Most people understand that there is no absolute right to "happiness."  Such a claim would mean that anyone could turn everyone around them into slaves by demanding their labor or property in order to be "happy."  Rights define the actions men make take in a social context, but do not impose any obligation, except to respect the same rights of others.  This is why the U.S. Declaration of Independence declares the right to the pursuit of happiness, not to happiness itself.

Despite this, democratic governments enforce a "right" to happiness through the formation of a contradictory set of "fundamental" rights.  By "rights" they mean both freedom from coercion (negative rights), and "rights" to various goods and services, which are paid for by coercion (positive rights).  To clarify: rights include the right to be free from coercion as well as the power to coerce others.  Democracies hide this contradiction by the pretence that allowing citizens to participate in elections qualifies as consent to the coersion.  In fact, elections only give individual voters a miniscule power to choose the people who decide who gets to rob whom.  Democracies are a civil war in which votes are weapons, "positive rights" the cause and public property is often the battleground. 

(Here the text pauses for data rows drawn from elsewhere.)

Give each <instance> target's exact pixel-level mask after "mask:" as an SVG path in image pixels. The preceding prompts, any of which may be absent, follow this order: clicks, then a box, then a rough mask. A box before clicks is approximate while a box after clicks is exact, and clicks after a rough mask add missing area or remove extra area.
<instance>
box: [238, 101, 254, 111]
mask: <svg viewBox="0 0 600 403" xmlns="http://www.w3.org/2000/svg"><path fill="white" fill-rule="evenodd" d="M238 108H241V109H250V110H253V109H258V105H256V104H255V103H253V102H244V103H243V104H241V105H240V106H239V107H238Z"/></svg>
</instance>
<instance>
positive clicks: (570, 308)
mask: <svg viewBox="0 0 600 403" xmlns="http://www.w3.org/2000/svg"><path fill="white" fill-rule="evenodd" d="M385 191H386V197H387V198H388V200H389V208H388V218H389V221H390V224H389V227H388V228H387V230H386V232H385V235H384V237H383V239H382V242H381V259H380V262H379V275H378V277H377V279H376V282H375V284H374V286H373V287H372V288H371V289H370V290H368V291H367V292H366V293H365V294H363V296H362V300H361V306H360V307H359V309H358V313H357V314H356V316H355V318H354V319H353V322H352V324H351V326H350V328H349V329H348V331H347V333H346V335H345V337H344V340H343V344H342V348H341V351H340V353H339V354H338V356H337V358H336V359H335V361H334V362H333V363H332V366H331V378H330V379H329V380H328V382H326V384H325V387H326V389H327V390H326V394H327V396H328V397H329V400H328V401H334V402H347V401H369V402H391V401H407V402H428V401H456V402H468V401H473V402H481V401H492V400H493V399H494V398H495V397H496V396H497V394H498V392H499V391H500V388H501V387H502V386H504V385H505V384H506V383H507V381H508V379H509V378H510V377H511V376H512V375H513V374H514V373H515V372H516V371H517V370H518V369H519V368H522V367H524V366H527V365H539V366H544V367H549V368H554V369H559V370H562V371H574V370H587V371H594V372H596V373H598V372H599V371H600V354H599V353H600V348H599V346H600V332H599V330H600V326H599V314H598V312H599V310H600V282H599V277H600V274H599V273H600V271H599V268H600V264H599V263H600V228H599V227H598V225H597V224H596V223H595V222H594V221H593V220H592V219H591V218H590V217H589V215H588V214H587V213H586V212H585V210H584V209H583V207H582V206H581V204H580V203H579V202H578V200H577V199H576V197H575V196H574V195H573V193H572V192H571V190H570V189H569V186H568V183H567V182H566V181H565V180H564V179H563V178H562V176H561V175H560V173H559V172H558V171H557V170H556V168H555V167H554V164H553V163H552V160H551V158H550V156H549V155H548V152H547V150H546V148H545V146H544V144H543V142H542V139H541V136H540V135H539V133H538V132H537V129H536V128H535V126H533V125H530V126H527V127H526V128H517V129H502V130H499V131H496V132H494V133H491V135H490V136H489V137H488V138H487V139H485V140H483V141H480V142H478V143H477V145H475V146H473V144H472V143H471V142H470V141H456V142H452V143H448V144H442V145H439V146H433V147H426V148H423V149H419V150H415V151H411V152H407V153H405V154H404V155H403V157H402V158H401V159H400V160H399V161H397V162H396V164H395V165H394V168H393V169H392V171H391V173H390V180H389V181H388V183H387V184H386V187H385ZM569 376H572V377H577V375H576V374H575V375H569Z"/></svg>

All "public" property ultimately benefits individuals.  There is no such thing as a collective mind or a collective stomach.  "Common services" like welfare, schools, and parks are consumed by the unemployed, students, and nature enthusiasts.  In democratic societies, most of the debate over conflicting "rights" comes from attempts by groups with conflicting values to use the same public property.  For example, the debate over prayer in schools exists only because public schools are used by people with conflicting religious beliefs.  No such issue exists for private schools - parents simply send their children to schools whose teachings they find acceptable.  The "right to privacy" was invented primarily because states started monitoring and interfering with the consensual behavior of adults.  Likewise, the need to protect a right to speech is only necessary because people with conflicting values demand to use the same public spaces to express their ideas.  Over time, the right to speech has come to mean not just the freedom to express ideas on publicly-owned property, but the power to regulate private property by forcing property owners to permit or forbid certain content.  Controls on speech on private property include "equal time" requirements, censorship of "immoral" content by the FCC, campaign finance regulations, restrictions of commercial speech, and laws against "hate speech" and "hate crimes."

The solution to the morass of contradictory "rights" is to re-establish the principle of negative rights - that is, to define rights solely in terms of property rights (including ownership of one's own body.)  For example, in the Wesboro Baptist case, the only relevant question should be -  did the protester's actions constitute trespass?  If the protesters were on cemetery grounds against the owner's wishes, or were shouting from a neighboring property, the issue can be handled as a case of simple trespass.  However to criminalize merely putting someone in a state of "emotional distress"  criminalizes any speech or action that might potentially offend someone.    This is nothing less than a right to happiness - which means the right to use force against anyone to fulfill one's whims.